- Born: February 1976 Porto
- Died: 26 March 2015 (aged 39) Viana do Castelo
- Occupations: Novelist, producer
- Writing career
- Notable work: The Last Pope

= Luís Miguel Rocha =

Portuguese author and producer (1976–2015)

Luís Miguel Rocha (February 1976 in Porto – 26 March 2015 in Mazaferes) was a Portuguese author, television writer and producer. He became a New York Times bestseller in 2009.

==Biography==
Rocha was born in Porto, and raised in Viana do Castelo. Prior to publishing his first novel, Rocha wrote and produced television in London. Rocha's second novel, The Last Pope, was published in 2006. The novel examines the conspiracy theories about the death of Pope John Paul I.

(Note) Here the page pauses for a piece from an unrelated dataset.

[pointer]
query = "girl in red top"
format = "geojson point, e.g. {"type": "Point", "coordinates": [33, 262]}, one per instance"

The Holy Bullet, also known as The Holy Assassin, his third novel, was published in 2007. The Pope's Assassin, also known as The Papal Decree, is the third book of the Vatican series. The last book of the series is A Filha Do Papa, released in 2013.

Rocha died in March 2015 after a prolonged illness.

== Works ==
=== Vatican Series ===
- O Último Papa (2006) The Last Pope
- Bala Santa (2007) The Holy Bullet
- A Mentira Sagrada (2011) The Pope's Assassin
- A Filha do Papa (2013)
- A Resignação (2018) after death.

=== Others ===
- Um País Encantado (2005)
- A Virgem (2009)
- Curiosidades do Vaticano (2016) after death.